In a prepared statement, the company said there was “no substance to the rumor that Countrywide is planning to file for bankruptcy, and we are not aware of any basis for the rumor that any of the major rating agencies are contemplating negative action relative to the company.”

Countrywide stock dipped as low as $5.76 before the New York Stock Exchange temporarily halted trading in advance of the company’s statement. The decline sent stocks overall lower.

When trading resumed, the shares rebounded somewhat, then slumped to close down $2.17 at $5.47.

The stock fell early in the day after a report in The New York Times said court records show the lender fabricated documents related to a bankruptcy case of a borrower in Pennsylvania.

Other Countrywide actions in borrowers’ bankruptcy cases have come under scrutiny in the past.

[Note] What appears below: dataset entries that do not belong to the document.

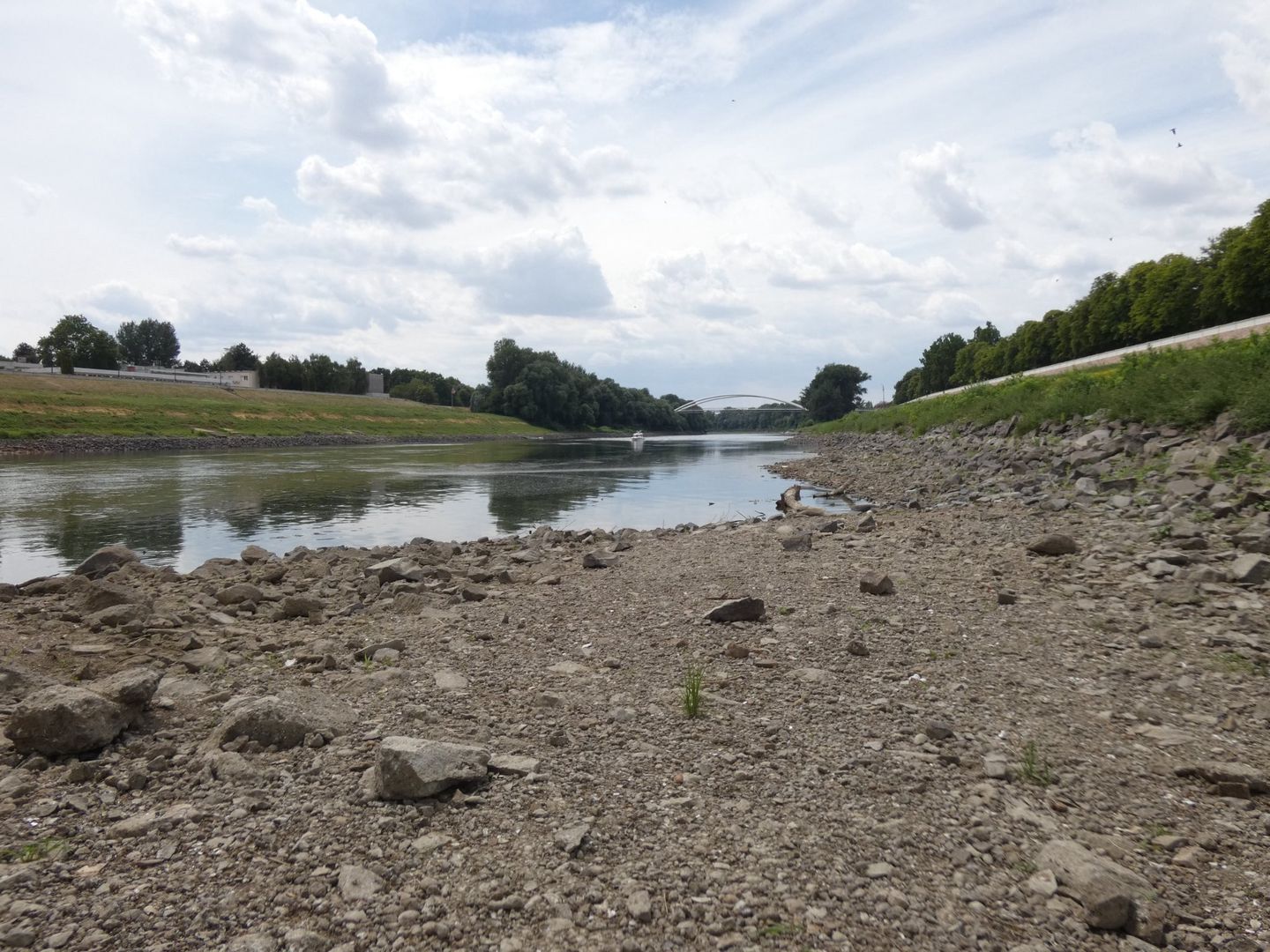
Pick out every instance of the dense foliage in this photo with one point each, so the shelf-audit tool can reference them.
(149, 343)
(836, 390)
(1185, 387)
(540, 387)
(75, 343)
(1229, 282)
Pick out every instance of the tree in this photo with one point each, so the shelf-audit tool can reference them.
(938, 362)
(239, 357)
(75, 343)
(149, 342)
(908, 387)
(836, 390)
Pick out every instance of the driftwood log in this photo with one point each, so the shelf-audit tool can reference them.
(790, 505)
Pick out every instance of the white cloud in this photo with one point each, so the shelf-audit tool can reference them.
(1246, 57)
(120, 301)
(1163, 176)
(202, 245)
(322, 68)
(370, 190)
(689, 283)
(34, 196)
(539, 273)
(941, 181)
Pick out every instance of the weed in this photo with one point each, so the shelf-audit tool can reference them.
(1034, 768)
(692, 689)
(1235, 663)
(778, 929)
(1240, 460)
(31, 852)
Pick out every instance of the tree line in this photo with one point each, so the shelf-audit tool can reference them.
(539, 387)
(1229, 282)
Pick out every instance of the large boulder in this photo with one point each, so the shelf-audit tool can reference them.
(1113, 896)
(738, 609)
(104, 562)
(283, 723)
(409, 768)
(65, 720)
(72, 720)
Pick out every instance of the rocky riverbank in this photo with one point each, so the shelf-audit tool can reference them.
(484, 746)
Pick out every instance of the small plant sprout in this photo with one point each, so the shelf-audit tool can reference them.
(1035, 768)
(692, 689)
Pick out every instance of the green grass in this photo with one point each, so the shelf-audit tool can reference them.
(56, 405)
(692, 691)
(1034, 768)
(1175, 386)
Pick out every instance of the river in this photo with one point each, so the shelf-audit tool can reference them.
(181, 509)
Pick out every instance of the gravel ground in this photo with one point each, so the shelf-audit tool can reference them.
(866, 772)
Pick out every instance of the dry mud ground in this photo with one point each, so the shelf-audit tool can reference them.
(868, 772)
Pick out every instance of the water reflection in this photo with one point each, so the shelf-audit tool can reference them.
(183, 508)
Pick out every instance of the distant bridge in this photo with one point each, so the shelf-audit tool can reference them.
(785, 405)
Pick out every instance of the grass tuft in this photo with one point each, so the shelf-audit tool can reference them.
(692, 678)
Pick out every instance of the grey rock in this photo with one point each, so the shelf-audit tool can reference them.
(1250, 569)
(1054, 545)
(65, 720)
(302, 606)
(1086, 487)
(132, 688)
(106, 594)
(1113, 896)
(253, 942)
(104, 562)
(738, 609)
(363, 654)
(513, 764)
(205, 659)
(409, 768)
(117, 616)
(639, 904)
(283, 723)
(239, 593)
(800, 542)
(357, 883)
(569, 839)
(395, 570)
(256, 554)
(877, 584)
(447, 680)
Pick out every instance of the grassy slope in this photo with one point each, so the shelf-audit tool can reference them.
(34, 406)
(1175, 386)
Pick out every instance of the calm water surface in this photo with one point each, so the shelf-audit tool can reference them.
(183, 508)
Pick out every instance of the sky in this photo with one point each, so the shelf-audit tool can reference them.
(691, 197)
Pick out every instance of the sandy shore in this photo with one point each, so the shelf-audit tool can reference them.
(866, 770)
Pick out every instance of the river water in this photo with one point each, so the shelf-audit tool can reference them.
(181, 509)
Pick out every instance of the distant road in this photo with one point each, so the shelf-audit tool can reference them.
(1195, 338)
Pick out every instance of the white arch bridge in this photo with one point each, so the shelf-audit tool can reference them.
(785, 405)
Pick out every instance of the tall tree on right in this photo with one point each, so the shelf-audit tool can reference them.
(836, 390)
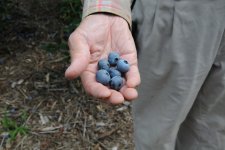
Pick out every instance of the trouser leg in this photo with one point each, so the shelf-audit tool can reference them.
(177, 49)
(204, 128)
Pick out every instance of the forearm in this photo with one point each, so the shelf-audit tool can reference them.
(117, 7)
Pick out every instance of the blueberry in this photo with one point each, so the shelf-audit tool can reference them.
(103, 77)
(103, 64)
(113, 58)
(123, 66)
(116, 82)
(113, 72)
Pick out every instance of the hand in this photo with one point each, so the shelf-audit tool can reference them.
(96, 36)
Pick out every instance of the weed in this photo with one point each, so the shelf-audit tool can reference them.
(12, 127)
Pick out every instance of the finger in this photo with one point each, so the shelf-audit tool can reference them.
(133, 77)
(80, 55)
(93, 87)
(129, 93)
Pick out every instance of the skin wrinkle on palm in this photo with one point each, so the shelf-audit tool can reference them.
(128, 52)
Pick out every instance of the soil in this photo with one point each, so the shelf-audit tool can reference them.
(58, 113)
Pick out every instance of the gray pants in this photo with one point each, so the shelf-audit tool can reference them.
(181, 104)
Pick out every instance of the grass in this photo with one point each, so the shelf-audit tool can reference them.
(12, 127)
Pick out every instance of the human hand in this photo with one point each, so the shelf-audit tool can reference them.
(93, 40)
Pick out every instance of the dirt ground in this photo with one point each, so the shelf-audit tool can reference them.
(35, 94)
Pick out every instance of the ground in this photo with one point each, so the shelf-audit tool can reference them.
(39, 108)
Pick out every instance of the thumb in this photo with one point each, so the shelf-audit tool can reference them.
(80, 55)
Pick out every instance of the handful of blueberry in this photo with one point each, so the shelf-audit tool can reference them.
(110, 72)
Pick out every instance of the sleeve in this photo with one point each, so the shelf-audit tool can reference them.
(117, 7)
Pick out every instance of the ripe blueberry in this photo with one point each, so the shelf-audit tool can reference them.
(113, 72)
(103, 77)
(123, 66)
(116, 82)
(103, 64)
(113, 58)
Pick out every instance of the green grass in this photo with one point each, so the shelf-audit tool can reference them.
(13, 127)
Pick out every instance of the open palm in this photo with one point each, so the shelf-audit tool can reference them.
(96, 36)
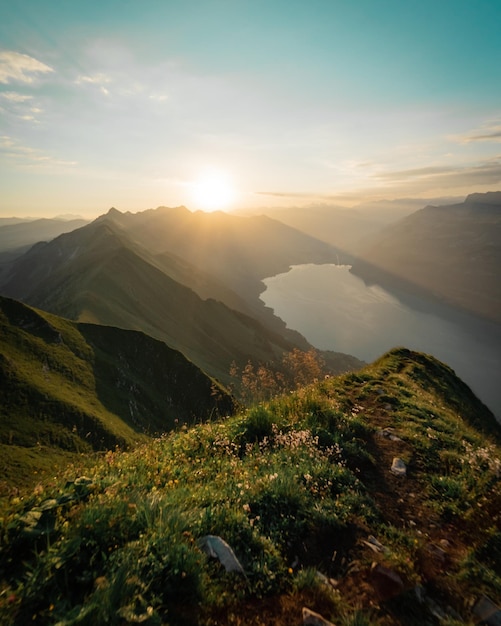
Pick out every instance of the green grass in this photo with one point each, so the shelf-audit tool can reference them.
(295, 487)
(69, 387)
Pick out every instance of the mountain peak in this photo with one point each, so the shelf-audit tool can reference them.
(491, 197)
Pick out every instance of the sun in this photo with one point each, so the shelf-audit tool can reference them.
(213, 191)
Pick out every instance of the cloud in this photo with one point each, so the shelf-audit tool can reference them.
(99, 80)
(418, 172)
(95, 79)
(17, 67)
(483, 173)
(25, 156)
(13, 96)
(488, 132)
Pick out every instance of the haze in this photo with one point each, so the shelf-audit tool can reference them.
(131, 104)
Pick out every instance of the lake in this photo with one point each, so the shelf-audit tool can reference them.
(336, 310)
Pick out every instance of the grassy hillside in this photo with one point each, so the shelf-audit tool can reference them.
(98, 274)
(301, 491)
(69, 387)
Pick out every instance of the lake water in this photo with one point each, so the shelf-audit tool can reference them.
(336, 310)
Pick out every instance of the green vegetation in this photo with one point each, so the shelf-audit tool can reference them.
(300, 489)
(75, 388)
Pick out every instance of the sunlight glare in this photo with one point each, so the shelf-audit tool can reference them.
(213, 191)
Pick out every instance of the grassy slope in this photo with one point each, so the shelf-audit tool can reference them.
(78, 387)
(96, 274)
(295, 486)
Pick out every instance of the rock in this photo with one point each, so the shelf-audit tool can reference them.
(387, 433)
(217, 547)
(374, 544)
(437, 553)
(310, 618)
(398, 467)
(486, 612)
(386, 582)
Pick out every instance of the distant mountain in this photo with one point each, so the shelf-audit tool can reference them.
(26, 233)
(348, 229)
(237, 251)
(102, 274)
(76, 387)
(451, 253)
(18, 235)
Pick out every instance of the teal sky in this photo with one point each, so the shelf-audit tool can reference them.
(133, 103)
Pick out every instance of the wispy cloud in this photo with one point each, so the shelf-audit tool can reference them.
(491, 131)
(24, 156)
(17, 67)
(99, 80)
(14, 96)
(482, 173)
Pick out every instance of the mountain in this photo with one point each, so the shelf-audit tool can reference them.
(451, 253)
(17, 237)
(371, 498)
(75, 387)
(237, 251)
(349, 229)
(103, 274)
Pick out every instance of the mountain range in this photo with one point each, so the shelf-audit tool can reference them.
(450, 253)
(71, 387)
(189, 279)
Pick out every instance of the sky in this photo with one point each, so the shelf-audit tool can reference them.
(245, 103)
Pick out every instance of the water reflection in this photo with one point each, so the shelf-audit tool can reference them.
(336, 310)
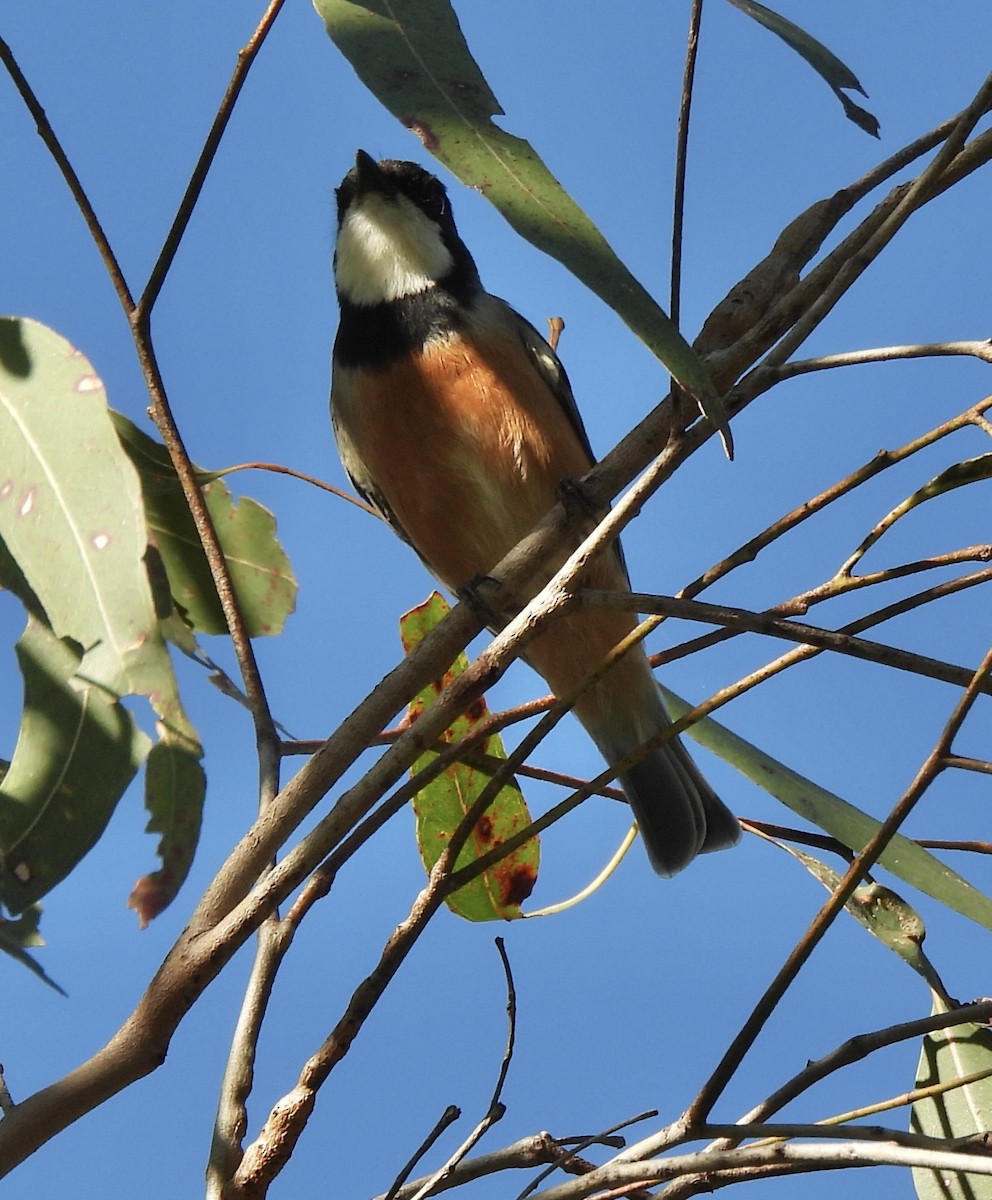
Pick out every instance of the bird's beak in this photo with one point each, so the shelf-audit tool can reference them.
(368, 178)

The U.S. Trustee launched an inquiry last fall to investigate whether the lender’s claims against two South Florida borrowers seeking bankruptcy protection violated bankruptcy laws.

Investors have been particularly anxious about Countrywide in recent days. Its stock is well below its 52-week high of $45.26.

Countrywide, like many in the mortgage industry, has suffered as more customers have defaulted on home loans, particularly on those made to borrowers with questionable repayment histories.

The Calabasas, Calif.-based company reported a $1.2 billion loss in the third quarter of last year, but management forecast a profitable fourth quarter and 2008.

Wall Street analysts are skeptical the company will be able to deliver on its projection, amid ongoing home-price declines, an expected new wave of mortgage defaults this year, and lingering problems with credit markets.